Embryos of the sea urchin Strongylocentrotus purpuratus normally express only one of the two Runx genes encoded in the genome of that species, namely runt-1. At early blastula stage runt-1 is expressed throughout the embryo and later (beginning at gastrula stage) it becomes confined to those lineages wherein cells continue to proliferate (Robertson et al., 2002). When runt-1 expression is blocked using morpholino-antisense oligonucleotides, embryos arrest development at late blastula stage owing to widespread apoptosis (Coffman et al., 2004; Dickey-Sims et al., 2005), which is preceded by impaired cell proliferation (Robertson et al., 2008). Prior to or concomitant with these defects, runt-1 morphants underexpress several wnt genes, including the key endomesodermal genes wnt8 and wnt6, as well as genes whose products function cell autonomously to promote cell proliferation and/or survival, including pkc1 (which encodes the single conventional protein kinase C in sea urchins) and cyclinD (which encodes the single D-type cyclin of sea urchins) (Coffman et al., 2004; Dickey-Sims et al., 2005; Robertson et al., 2008). Thus sea urchin runt-1 is required for the activation of multiple genes involved in mitogenic and survival signaling beginning at blastula stage.
To obtain a more comprehensive view of runt-1 function during its initial phase of expression we used a microarray to identify genes that are mis-expressed in blastula stage runt-1 morphants. Numerous genes were found to be either underexpressed or overexpressed. The former set included one of two S. purpuratus genes that encode Akt/PKB (protein kinase B), a well-known mediator of growth and survival signaling in animals. Here we provide the initial published characterization of both sea urchin akt genes, akt-1 and akt- 2. We show that blastula stage accumulation of their mRNAs is Runt-1-dependent, and that their activity is required for continuation of cell division after cleavage stage. Thus akt-1 and akt- 2 are part of the Runx-dependent battery of genes that promote somatic cell proliferation during sea urchin embryogenesis.

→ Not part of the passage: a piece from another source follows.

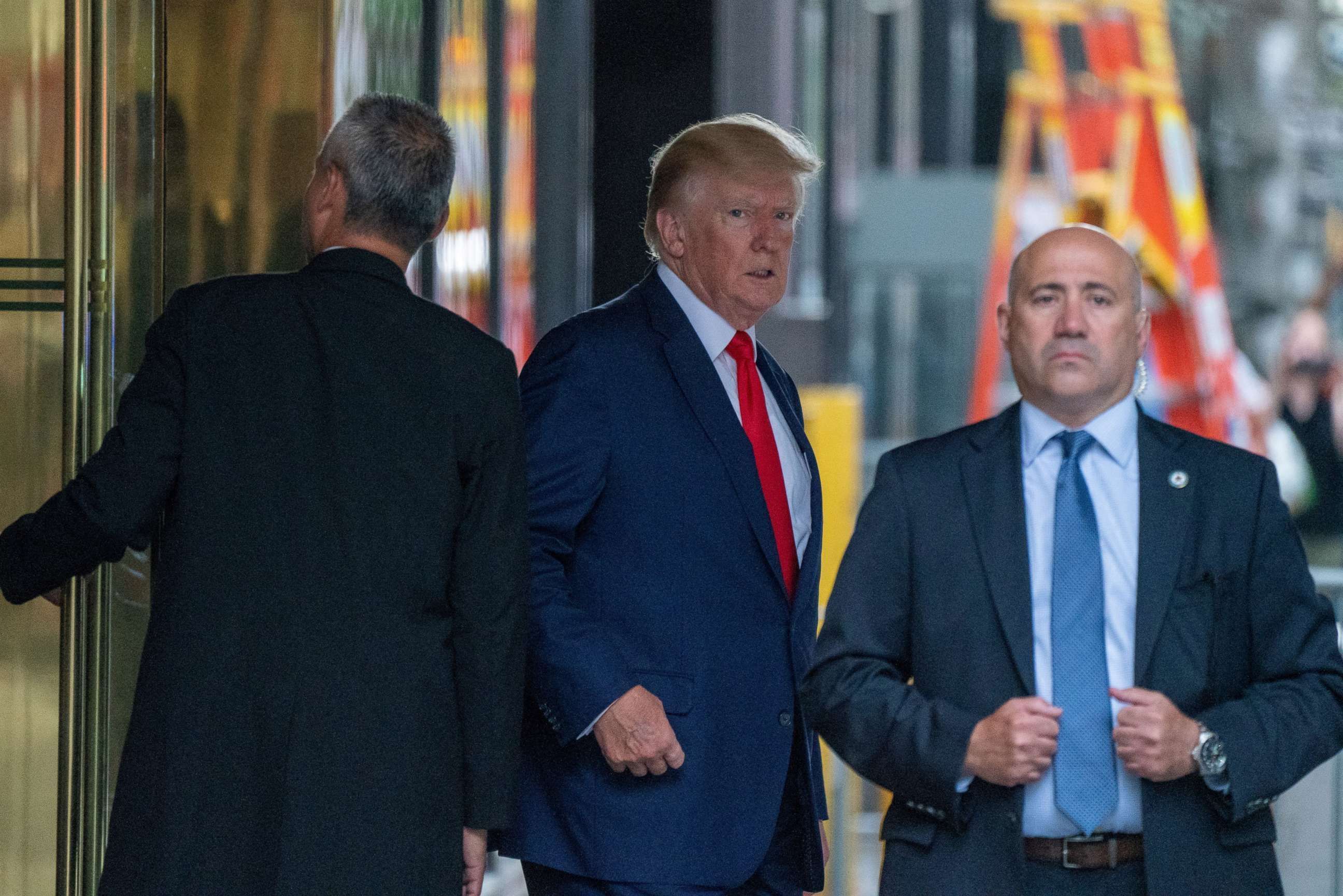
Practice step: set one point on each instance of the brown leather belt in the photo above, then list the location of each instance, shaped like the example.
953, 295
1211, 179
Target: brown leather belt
1099, 851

Akt expression is Runx-dependent in the sea urchin embryo
A custom Agilent microarray (described in Materials and Methods) was used to identify genes regulated by the sea urchin (Strongylocentrotus purpuratus) Runx protein Runt-1 at 18 hrs post-fertilization (hpf), which is hatching blastula stage. At this stage of development the cell cycle has transitioned to zygotic control (Kelso-Winemiller et al., 1993), and runt-1 mRNA is globally expressed at about half-maximal per-embryo levels (Coffman et al., 1996; Robertson et al., 2002) (Fig. 1A). Embryos in which this expression is blocked by morpholino-antisense oligonucleotide (MASO)-mediated knockdown display impaired cell proliferation beginning at 18 hpf (Robertson et al., 2008) (Fig. 1B). We thus reasoned that gene expression changes underlying the proliferation block would be detectable at 18 hpf, and that the majority of the genes identified as being underexpressed would be direct targets of Runt-1. Genes identified as overexpressed on the other hand might be expected to include both direct and indirect targets, as many maternal mRNAs undergo rapid blastula stage decay (Davidson, 1986; Kelso-Winemiller et al., 1993), and it is possible that Runt-1 activates one or more genes required for this process.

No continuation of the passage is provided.